Member of the National Assembly
- Incumbent
- Assumed office 10 March 2020
- Constituency: Garadagh-Binagadi-Yasamal

Personal details
- Born: Sabina Samad gizi Suleymanova 30 March 1993 (age 33)
- Party: New Azerbaijan Party
- Alma mater: Azerbaijan State Oil and Industry University Azerbaijan University of Languages

= Sabina Khasayeva =

Azerbaijani politician (born 1993)

Sabina Samad gizi Khasayeva (née Suleymanova; born 30 March 1993) is an Azerbaijani politician who has been a member of the National Assembly since 2020. She was the youngest MP elected at the 2020 Azerbaijani parliamentary election.

== Early life ==
Sabina Khasayeva was born on March 30, 1993. In 2010-2014, she received higher education in Scandinavian studies at Azerbaijan University of Languages. In 2016-2018, she received a master's degree in MBA at Azerbaijan State Oil and Industry University. She knows English and Norwegian.

=== Family ===
Sabina Khasayeva is married.

== Political Activity ==
In 2014 and 2019, Sabina Khasayeva was elected as a member of Lökbatan municipality from Garadagh-Binagadi-Yasamal District No. 12.

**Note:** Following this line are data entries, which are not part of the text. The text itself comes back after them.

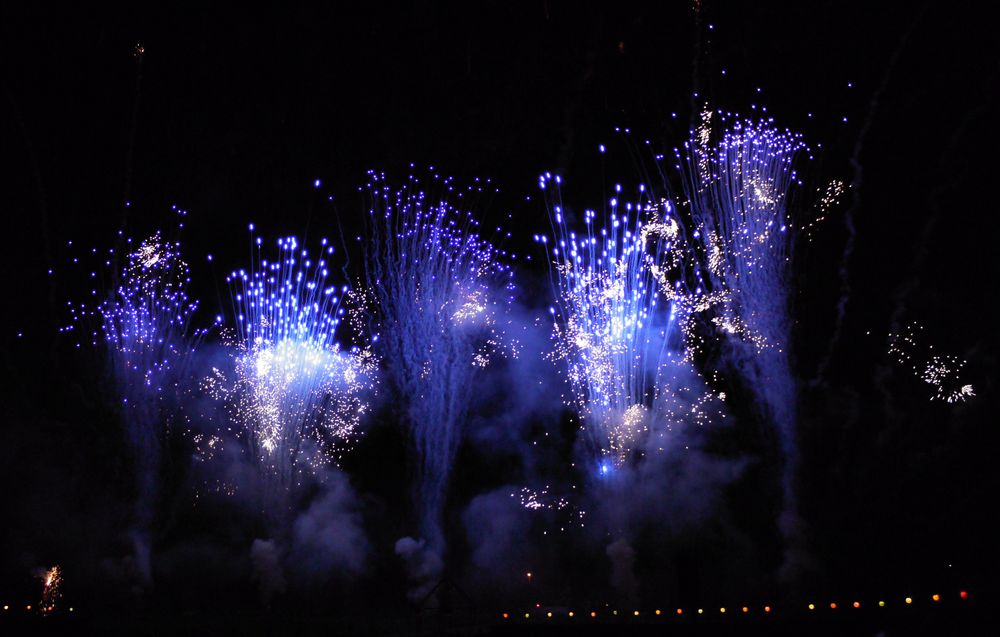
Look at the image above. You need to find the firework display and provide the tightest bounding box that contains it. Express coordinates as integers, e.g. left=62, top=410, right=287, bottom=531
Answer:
left=535, top=174, right=724, bottom=477
left=366, top=172, right=513, bottom=547
left=63, top=222, right=205, bottom=579
left=203, top=231, right=378, bottom=515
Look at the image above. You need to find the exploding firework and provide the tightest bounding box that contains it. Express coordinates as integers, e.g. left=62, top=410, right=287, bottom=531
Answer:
left=366, top=173, right=513, bottom=550
left=38, top=566, right=62, bottom=615
left=535, top=174, right=715, bottom=478
left=203, top=231, right=378, bottom=518
left=889, top=323, right=976, bottom=403
left=63, top=217, right=205, bottom=579
left=677, top=110, right=808, bottom=556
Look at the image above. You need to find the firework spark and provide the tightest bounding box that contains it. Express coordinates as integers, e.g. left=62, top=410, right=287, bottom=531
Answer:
left=203, top=231, right=378, bottom=515
left=889, top=322, right=976, bottom=403
left=535, top=174, right=724, bottom=477
left=366, top=172, right=516, bottom=549
left=38, top=566, right=62, bottom=615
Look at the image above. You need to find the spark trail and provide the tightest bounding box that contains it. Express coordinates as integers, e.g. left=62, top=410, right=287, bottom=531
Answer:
left=62, top=220, right=205, bottom=582
left=203, top=231, right=378, bottom=525
left=677, top=110, right=806, bottom=572
left=366, top=172, right=514, bottom=553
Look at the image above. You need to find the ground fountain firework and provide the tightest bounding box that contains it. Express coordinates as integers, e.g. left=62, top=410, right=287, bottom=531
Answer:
left=203, top=234, right=378, bottom=530
left=366, top=173, right=513, bottom=570
left=63, top=220, right=205, bottom=583
left=677, top=110, right=807, bottom=576
left=535, top=174, right=724, bottom=596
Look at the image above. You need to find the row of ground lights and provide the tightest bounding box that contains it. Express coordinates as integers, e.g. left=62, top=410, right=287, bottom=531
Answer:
left=3, top=604, right=74, bottom=614
left=502, top=591, right=969, bottom=619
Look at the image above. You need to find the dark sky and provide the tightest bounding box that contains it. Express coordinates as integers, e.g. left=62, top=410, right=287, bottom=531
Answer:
left=0, top=0, right=1000, bottom=620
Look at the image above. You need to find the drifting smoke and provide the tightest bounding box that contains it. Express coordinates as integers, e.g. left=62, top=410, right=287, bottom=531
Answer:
left=677, top=110, right=805, bottom=576
left=366, top=168, right=513, bottom=560
left=396, top=537, right=444, bottom=602
left=61, top=221, right=205, bottom=585
left=289, top=471, right=369, bottom=580
left=250, top=539, right=286, bottom=606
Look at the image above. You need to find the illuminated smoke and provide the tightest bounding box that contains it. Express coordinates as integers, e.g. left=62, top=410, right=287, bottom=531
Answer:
left=366, top=172, right=513, bottom=556
left=203, top=231, right=378, bottom=523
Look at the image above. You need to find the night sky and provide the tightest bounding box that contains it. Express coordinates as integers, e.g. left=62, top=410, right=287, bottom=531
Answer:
left=0, top=0, right=1000, bottom=632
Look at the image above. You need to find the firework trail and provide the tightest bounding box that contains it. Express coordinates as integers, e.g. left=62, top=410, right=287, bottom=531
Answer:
left=203, top=231, right=378, bottom=524
left=63, top=221, right=205, bottom=581
left=38, top=566, right=62, bottom=615
left=889, top=323, right=976, bottom=403
left=535, top=174, right=724, bottom=476
left=366, top=172, right=513, bottom=551
left=677, top=110, right=805, bottom=560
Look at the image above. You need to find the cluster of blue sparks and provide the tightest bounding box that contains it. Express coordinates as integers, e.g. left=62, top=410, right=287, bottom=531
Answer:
left=54, top=111, right=972, bottom=572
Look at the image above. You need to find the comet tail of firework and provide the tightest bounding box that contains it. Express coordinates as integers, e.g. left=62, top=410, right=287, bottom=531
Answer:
left=889, top=323, right=976, bottom=403
left=535, top=174, right=724, bottom=479
left=366, top=172, right=513, bottom=550
left=38, top=566, right=62, bottom=615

In the Parliamentary elections held on February 9, 2020, Sabina Khasayeva, the candidate of the New Azerbaijan Party (YAP) from the 12th Garadagh-Binagadi-Yasamal constituency, was elected to the 6th convocation of the National Assembly.

Sabina Khasayeva is a member of the Regional Affairs Committee of the National Assembly.